Monday, May 13, 2019

Yankees Fans Push Back On Kate Smith Ban


Kate Smith’s rendition of “God Bless America” has been scrapped at Yankee Stadium, but Bronx Bomber fans are going to bat for her over allegations of racism.

Smith’s niece, Suzy Andron, told The NYPost she is “honored” by the groundswell of support for the late singer among fans and media.

“Most are solidly behind the positive notion that this is a misunderstanding by a few people who took two or three of her songs [out of 3,000 that she recorded] out of context and inflated a story that my Aunt Kathryn must have been a racist,” Andron said.

“Unfortunately, the Yankees bought into it.”  She added: “Most reasonable people realize that it was a misunderstood, knee-jerk over-reaction which they hope will be corrected soon.”

One superfan told the team he was “boycotting the Yankees until Kate Smith is back, otherwise I am kissing a half century of loyalty goodbye.”

Bronx-born Bombers diehard James Foley fired off an angry missive to Yankee owner Hal Steinbrenner, snarling, “Your father [George Steinbrenner] is turning in his grave.”

Foley reasoned that if the Yankees judged past and current employees as they did Smith, Babe Ruth and other legends would be scrubbed from the stadium next.

“Why not purge the lot of them and be honest about your political correctness. Remove the plaques from Monument Park,” he wrote.

“The Yankees are better than this,” added Staten Islander Ray Hagemann, whose brother, John, was an MLB scout for 50 years.

He thinks Smith should be reinstated because booting her was “almost as bad as if they suddenly decided, without adequate explanation, to disassociate themselves with Babe Ruth.”

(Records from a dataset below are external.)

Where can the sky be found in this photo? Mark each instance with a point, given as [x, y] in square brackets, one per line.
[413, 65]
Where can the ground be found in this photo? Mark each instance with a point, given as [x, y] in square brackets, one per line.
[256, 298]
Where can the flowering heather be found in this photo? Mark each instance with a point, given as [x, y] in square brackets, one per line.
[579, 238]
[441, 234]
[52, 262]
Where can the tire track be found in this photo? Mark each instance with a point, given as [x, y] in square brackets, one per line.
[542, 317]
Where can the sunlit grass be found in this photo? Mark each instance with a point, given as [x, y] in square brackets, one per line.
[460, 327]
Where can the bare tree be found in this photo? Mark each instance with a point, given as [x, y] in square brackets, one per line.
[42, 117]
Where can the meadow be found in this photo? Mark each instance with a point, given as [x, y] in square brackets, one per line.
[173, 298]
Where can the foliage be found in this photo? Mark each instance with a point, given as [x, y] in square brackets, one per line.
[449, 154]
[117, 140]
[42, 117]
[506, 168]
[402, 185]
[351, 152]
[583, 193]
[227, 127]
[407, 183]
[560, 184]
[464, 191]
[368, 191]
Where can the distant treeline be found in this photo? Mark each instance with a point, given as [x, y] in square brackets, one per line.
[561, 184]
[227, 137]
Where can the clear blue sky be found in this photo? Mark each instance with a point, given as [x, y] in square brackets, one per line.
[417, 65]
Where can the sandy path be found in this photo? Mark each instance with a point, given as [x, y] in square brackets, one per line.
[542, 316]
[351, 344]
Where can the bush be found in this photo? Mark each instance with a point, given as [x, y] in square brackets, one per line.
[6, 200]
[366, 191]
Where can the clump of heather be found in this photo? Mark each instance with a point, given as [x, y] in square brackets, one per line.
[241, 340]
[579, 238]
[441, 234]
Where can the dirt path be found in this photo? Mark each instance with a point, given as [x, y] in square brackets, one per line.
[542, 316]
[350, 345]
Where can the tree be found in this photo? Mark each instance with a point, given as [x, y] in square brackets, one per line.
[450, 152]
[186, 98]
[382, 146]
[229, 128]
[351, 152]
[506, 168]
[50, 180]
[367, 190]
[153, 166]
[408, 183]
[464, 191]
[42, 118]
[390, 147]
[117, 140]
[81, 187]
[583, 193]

The Yankees have declined comment.

Smith was a major star of radio. The Kate Smith Hour was a leading radio variety show, offering comedy, music, and drama with appearances by top personalities of films and theater. The show's resident comics, Abbott and Costello and Henny Youngman, introduced their comedy to a nationwide radio audience aboard her show, while a series of sketches based on the Broadway production of the same name led to The Aldrich Family as a separate hit series in 1940.

Smith "stirred patriotic fervor" during World War II and contributed to selling over $600 million (equivalent to $10.2 billion in 2018) of war bonds during a series of marathon broadcasts. No other show-business star came near her as revenue producer of War Bonds to finance the United States' war effort.